La prémisse de UFO-50 a de quoi faire sourciller: il s’agit de la compilation des cinquante jeux ayant sortis sur une console fictive des années 80. Cinquante jeux, c’est beaucoup! Et il ne s’agit pas que de courtes expériences. Oh non, la compilation inclus notamment un JRPG classique, Grimstone, qui nécessite à lui seul une quinzaine d’heures pour faire le tour de la proverbiale cassette. Il est donc inutile de dire qu’UFO-50 représente un travail titanesque pour les six développeurs qui l’ont réalisé.

Le titre a résonné pour moi car il m’a replongé à une époque toute particulière de ma vie. Lorsque j’étais ado et que je découvrais l’émulation. Je passais des soirées entières à parcourir Internet à la recherche de ROMs pour compléter ma collection et je passais plus de temps encore à essayer ces innombrables jeux. Cet irrespect complet pour les lois m’a permis d’élargir ma culture des jeux vidéo en me faisant découvrir notamment de nouvelles consoles telles que la Neo-geo et la CVS2, deux machines qui firent naître en moi l’amour des arcades.

L’intérieur de ma cabane – on voit la p’tite chaufferette qui m’a permis de ne pas mourir de froid pendant la nuit.

Mais revenons à UFO-50 avec une petite anecdote. Lors d’une soirée à Bicolline où je devais camper dans ma cabane, j’ai décidé d’apporter ma Steam Deck pour y jouer en cachette une fois la soirée terminée.
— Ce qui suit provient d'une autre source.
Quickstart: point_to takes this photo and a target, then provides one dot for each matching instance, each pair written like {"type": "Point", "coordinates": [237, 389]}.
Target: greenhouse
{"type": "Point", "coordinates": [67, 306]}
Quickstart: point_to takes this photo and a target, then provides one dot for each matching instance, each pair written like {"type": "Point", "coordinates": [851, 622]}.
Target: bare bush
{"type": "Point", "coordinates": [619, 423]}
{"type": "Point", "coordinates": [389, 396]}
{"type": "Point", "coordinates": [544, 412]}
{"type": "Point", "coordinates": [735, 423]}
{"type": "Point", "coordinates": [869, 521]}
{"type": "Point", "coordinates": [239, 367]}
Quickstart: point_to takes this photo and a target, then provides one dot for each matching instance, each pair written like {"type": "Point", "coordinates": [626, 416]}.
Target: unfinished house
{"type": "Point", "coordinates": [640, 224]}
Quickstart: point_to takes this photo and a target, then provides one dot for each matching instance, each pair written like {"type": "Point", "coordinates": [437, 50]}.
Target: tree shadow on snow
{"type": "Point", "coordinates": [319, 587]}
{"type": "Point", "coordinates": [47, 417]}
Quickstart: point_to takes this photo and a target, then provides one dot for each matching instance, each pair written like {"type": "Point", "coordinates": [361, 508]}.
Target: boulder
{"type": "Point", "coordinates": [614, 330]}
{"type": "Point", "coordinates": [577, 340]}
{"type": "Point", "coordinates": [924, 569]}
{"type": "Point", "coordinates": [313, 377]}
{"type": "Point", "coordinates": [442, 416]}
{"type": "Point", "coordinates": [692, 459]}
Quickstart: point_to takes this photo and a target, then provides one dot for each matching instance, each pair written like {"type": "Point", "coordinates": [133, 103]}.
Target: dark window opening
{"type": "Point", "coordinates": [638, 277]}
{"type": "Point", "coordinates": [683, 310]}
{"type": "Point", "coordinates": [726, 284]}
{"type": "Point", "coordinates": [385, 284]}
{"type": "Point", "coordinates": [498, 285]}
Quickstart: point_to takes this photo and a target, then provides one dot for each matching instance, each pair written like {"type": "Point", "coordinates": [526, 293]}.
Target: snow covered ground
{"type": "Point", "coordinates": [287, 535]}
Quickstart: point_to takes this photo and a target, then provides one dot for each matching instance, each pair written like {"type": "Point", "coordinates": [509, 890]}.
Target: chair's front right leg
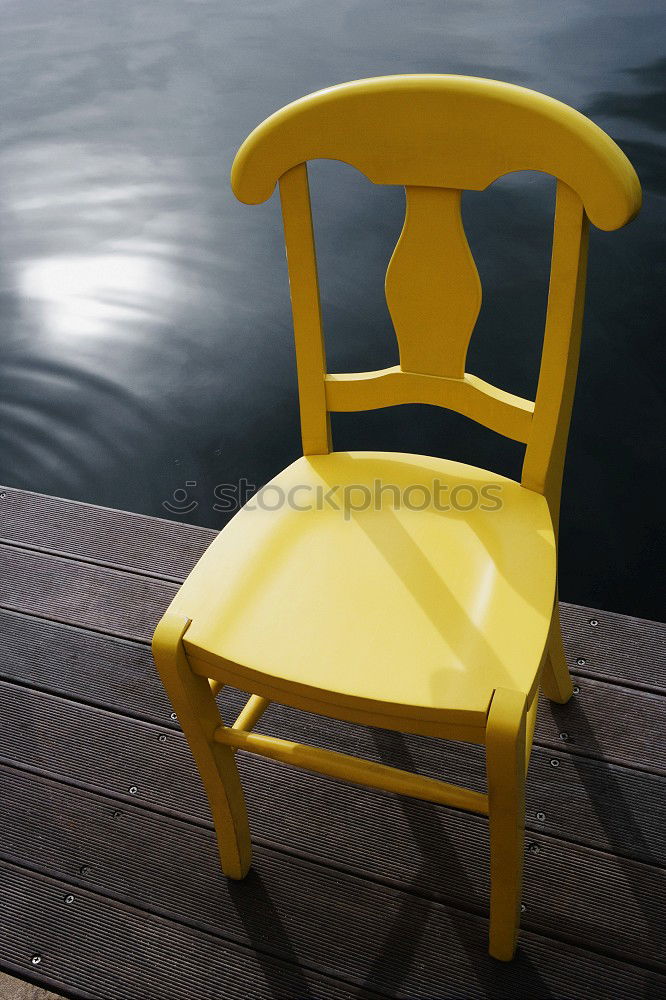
{"type": "Point", "coordinates": [199, 717]}
{"type": "Point", "coordinates": [505, 761]}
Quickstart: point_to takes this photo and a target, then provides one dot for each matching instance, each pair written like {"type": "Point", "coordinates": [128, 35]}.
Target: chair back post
{"type": "Point", "coordinates": [543, 465]}
{"type": "Point", "coordinates": [306, 310]}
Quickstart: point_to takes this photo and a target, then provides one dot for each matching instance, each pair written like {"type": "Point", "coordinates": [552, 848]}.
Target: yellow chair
{"type": "Point", "coordinates": [427, 603]}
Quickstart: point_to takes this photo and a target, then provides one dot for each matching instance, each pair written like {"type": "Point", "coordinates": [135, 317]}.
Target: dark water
{"type": "Point", "coordinates": [145, 322]}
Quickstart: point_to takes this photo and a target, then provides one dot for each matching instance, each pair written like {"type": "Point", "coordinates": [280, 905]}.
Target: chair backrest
{"type": "Point", "coordinates": [438, 135]}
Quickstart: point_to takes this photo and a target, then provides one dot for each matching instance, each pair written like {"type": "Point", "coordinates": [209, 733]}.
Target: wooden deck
{"type": "Point", "coordinates": [111, 886]}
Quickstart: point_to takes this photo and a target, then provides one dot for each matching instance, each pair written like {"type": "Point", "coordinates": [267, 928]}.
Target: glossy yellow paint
{"type": "Point", "coordinates": [407, 607]}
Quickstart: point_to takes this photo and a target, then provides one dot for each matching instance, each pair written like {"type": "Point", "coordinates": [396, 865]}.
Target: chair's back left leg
{"type": "Point", "coordinates": [555, 677]}
{"type": "Point", "coordinates": [199, 717]}
{"type": "Point", "coordinates": [505, 761]}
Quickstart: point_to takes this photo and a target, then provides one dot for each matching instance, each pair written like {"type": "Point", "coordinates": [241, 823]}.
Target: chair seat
{"type": "Point", "coordinates": [403, 609]}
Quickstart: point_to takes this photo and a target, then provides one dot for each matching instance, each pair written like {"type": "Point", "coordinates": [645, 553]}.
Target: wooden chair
{"type": "Point", "coordinates": [405, 616]}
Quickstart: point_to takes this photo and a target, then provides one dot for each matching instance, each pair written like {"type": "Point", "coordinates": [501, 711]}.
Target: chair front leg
{"type": "Point", "coordinates": [199, 717]}
{"type": "Point", "coordinates": [505, 761]}
{"type": "Point", "coordinates": [555, 677]}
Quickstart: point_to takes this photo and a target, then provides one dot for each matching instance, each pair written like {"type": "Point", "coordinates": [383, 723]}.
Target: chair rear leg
{"type": "Point", "coordinates": [505, 761]}
{"type": "Point", "coordinates": [199, 717]}
{"type": "Point", "coordinates": [555, 677]}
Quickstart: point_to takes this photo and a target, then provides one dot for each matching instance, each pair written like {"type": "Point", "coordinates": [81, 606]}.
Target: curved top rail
{"type": "Point", "coordinates": [432, 130]}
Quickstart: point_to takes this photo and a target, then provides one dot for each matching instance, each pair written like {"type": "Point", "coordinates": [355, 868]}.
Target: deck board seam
{"type": "Point", "coordinates": [568, 749]}
{"type": "Point", "coordinates": [190, 818]}
{"type": "Point", "coordinates": [388, 883]}
{"type": "Point", "coordinates": [171, 918]}
{"type": "Point", "coordinates": [250, 949]}
{"type": "Point", "coordinates": [104, 564]}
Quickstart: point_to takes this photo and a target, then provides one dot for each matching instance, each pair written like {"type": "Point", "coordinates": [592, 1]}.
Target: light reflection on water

C’était une des premières nuits de novembre où la température allait descendre en bas du point de congélation alors j’ai apporté une petite chaufferette. C’est donc vers minuit, dans le silence absolu, perdu en pleine nature que je décidai d’ouvrir ma Steamdeck pour jouer à UFO-50. C’était… PARFAIT.

(je suis conscient qu’il y a PLUSIEURS degrés de nerd dans une histoire où se mélangent LARPing, camping médiéval et jeux rétros sur Steamdeck)

#7 – Rivals of Aether 2

https://store.steampowered.com/app/2217000/Rivals_of_Aether_II/

Enfin! Un digne successeur à Smash Ultimate! Le système de combat de Rivals est extraordinaire. Les personnages sont tous intéressants et utilisent des gimmicks originales. Mon main, Orcane, est une révélation pour moi, étant le personnage défensif le plus… désagréable à jouer contre! J’ai déjà passé plusieurs soirées mémorables avec des amis à y jouer et c’est vraiment un de mon genre préféré de soirée. Quelques amis viennent chez nous, on lance le jeu dans le salon et on ne compte plus les heures qui passent en se tapant sur la gueule. Les jeux qui se prêtent à ce genre d’évènement se font de plus en plus rares et si ce n’était que de cela, Rivals se serait sûrement hissé sur le podium de ce palmarès.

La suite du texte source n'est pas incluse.